Dilansir Aljazeera, Pihak berwenang mengatakan bahwa setidaknya 105 orang telah tewas. Sara Mohammed mengatakan dia melarikan diri dari al-Damazin segera setelah dia mendengar laporan tentang pertempuran suku dan menuju ke negara bagian Sennar yang berdekatan. “Kami membutuhkan lebih dari enam jam berjalan kaki untuk sampai ke sini dan sekarang kami tidak memiliki apa-apa kecuali apa yang diberikan kepada kami oleh komunitas tuan rumah,” katanya.
Sementara beberapa telah berhasil menemukan perlindungan di tempat lain, ribuan orang mengungsi di negara bagian Nil Biru itu sendiri. “Saya melarikan diri tanpa apa-apa kecuali pakaian yang saya kenakan,” kata Anwar Mohammed kepada Al Jazeera.
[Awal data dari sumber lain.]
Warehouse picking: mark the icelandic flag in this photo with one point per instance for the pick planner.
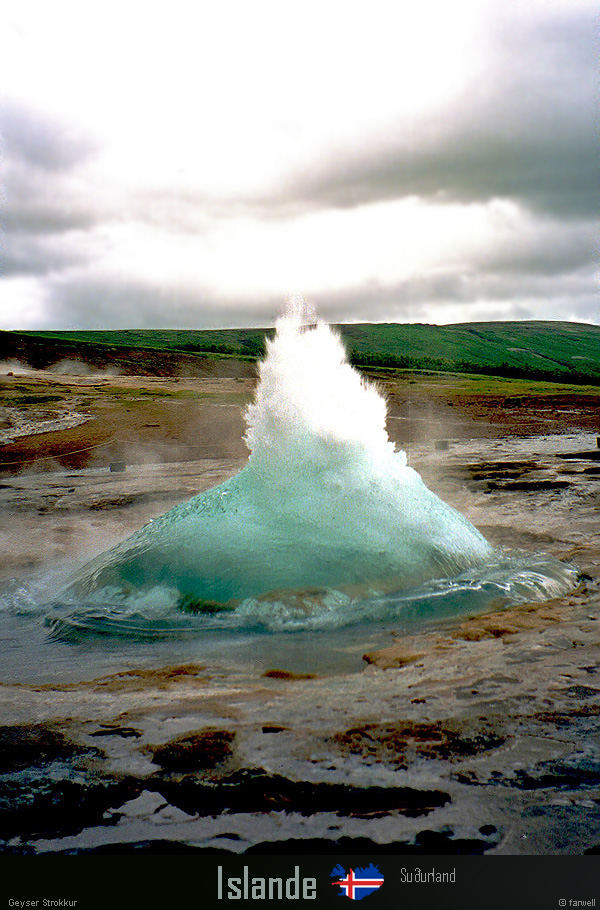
(358, 883)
Pengungsi mengatakan mereka menjadi semakin putus asa karena lokasi mereka tetap sulit dijangkau karena pertempuran yang sedang berlangsung.
“Tidak ada yang datang untuk melihat apa kebutuhan kami. Ada orang dengan penyakit kronis dan anak-anak yang membutuhkan bantuan. Kami membutuhkan seseorang untuk datang dan memberi kami bantuan, ”katanya. Dari al-Damazin di negara bagian Nil Biru, mengatakan bahwa selama permusuhan suku berlanjut, mendapatkan bantuan kepada mereka yang membutuhkannya akan tetap menjadi tantangan.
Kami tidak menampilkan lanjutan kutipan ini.